The outcome was the joint development of a cogenerating plant at Westlake, La.
The plant substantially reduces energy costs and emissions by burning petroleum coke in a state-of-the-art circulating fluidized bed (CFB) steam generator.
The $220-million cogenerating project began in 1988 with the formation of Nelson Industrial Steam Co. (Nisco), a four-partner joint venture consisting of Citgo Petroleum Corp., Conoco Inc., Gulf States Utilities (GSU), and Vista Chemical Co. The purpose of the venture was to develop a cogenerating facility to supply electricity and steam to the partners.
Nisco's two 100-mw CFB reheat steam generators started up smoothly in August of last year. This installation is the first commercial use of an advanced reheat CFB steam generator that combines an innovative heat exchanger with a CFB boiler. This extends the use of efficient CFB technology to large-capacity power generating units.

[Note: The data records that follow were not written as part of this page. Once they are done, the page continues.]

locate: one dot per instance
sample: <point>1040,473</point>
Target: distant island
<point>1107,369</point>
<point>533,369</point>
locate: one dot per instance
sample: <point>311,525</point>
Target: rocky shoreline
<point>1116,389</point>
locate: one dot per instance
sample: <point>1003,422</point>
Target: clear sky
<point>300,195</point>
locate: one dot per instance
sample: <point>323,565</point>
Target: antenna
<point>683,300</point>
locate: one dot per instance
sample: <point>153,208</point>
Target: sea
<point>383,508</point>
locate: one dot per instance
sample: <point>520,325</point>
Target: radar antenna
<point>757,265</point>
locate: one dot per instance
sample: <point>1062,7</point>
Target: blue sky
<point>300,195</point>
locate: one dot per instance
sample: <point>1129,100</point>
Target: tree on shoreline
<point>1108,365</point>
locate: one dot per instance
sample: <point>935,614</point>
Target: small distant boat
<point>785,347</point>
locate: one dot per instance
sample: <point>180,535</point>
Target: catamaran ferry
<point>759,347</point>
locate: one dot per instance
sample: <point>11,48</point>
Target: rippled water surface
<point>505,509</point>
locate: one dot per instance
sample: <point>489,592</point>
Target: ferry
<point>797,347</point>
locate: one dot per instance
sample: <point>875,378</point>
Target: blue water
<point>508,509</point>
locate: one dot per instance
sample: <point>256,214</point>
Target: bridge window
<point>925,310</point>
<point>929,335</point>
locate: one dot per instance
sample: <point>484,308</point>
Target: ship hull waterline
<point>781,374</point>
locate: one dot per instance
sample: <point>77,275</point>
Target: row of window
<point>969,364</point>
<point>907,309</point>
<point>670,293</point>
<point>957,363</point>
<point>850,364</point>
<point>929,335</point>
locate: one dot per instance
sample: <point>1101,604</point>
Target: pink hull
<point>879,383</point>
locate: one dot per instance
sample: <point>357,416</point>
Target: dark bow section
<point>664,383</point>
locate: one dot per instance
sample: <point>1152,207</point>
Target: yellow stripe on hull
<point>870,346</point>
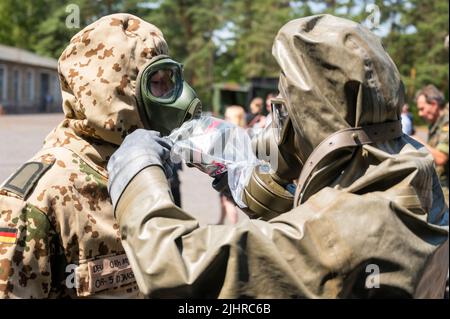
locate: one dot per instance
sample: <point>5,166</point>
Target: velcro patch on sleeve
<point>26,177</point>
<point>8,235</point>
<point>110,272</point>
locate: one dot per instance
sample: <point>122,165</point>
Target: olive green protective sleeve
<point>326,248</point>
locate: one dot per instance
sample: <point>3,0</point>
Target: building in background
<point>28,82</point>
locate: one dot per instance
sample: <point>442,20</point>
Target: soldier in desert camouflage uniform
<point>58,236</point>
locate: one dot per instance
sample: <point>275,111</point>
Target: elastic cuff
<point>121,181</point>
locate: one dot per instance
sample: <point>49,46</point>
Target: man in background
<point>432,108</point>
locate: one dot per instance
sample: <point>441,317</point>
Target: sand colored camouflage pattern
<point>374,225</point>
<point>67,219</point>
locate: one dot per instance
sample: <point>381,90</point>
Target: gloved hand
<point>140,149</point>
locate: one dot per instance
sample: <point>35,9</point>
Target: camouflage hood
<point>98,71</point>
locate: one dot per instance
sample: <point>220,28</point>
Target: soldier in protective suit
<point>368,216</point>
<point>58,235</point>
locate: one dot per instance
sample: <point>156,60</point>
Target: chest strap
<point>350,137</point>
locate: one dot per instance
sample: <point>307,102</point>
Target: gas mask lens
<point>279,118</point>
<point>163,82</point>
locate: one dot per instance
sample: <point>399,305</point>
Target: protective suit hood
<point>336,75</point>
<point>98,71</point>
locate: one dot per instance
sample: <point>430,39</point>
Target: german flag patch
<point>8,235</point>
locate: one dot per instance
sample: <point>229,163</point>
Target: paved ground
<point>22,135</point>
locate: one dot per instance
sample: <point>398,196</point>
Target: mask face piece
<point>165,100</point>
<point>280,119</point>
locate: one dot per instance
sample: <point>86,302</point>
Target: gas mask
<point>269,193</point>
<point>165,100</point>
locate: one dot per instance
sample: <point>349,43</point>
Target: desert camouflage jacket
<point>58,236</point>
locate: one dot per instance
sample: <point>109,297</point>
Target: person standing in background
<point>255,119</point>
<point>432,108</point>
<point>407,121</point>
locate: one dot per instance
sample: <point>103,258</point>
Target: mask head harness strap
<point>350,137</point>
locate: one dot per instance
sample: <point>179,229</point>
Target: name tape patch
<point>110,272</point>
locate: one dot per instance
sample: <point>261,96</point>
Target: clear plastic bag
<point>215,147</point>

All four Nisco partners had diverse needs and economic interests, yet each recognized the mutual benefits a partnership could offer. The partnership provided a 200-mw cogenerating plant with two important features: the use of low-cost petroleum coke and the use of GSU's existing power plant at Westlake, which minimized capital costs.
Part of GSU's motivation for entering the project was the weakening of its baseload created by the three companies' collective 200-mw load. GSU sold two older generating units at its Roy S. Nelson generating station, north of Westlake, to Nisco in 1988.
Nisco then embarked on the $220-million construction project to replace the two conventional gas-fired boilers with two Foster Wheeler Energy Corp. (FWEC) coke-fired CFB reheat-steam generators. GSU's existing turbine generators and auxiliary plant-support systems are utilized in place.
Citgo and Conoco supply the 1,800 tons/day of low-cost coke from their refineries in Lake Charles, La. The electricity is sold to GSU, which operates the cogeneration unit.
The use of petroleum coke as a CFB boiler fuel is a perfect solution to the problem of finding a value-added market for coke, a by-product of the refining process. At the same time, coke is an abundant, low-cost fuel, compared to natural gas or coal.
At current prices at the plant site, coke costs approximately $0.20/MMBTU, as compared to $2.00/MMBTU for natural gas. Coal would cost five to eight times as much as coke. GSU had used natural gas before the two CFB boilers were installed.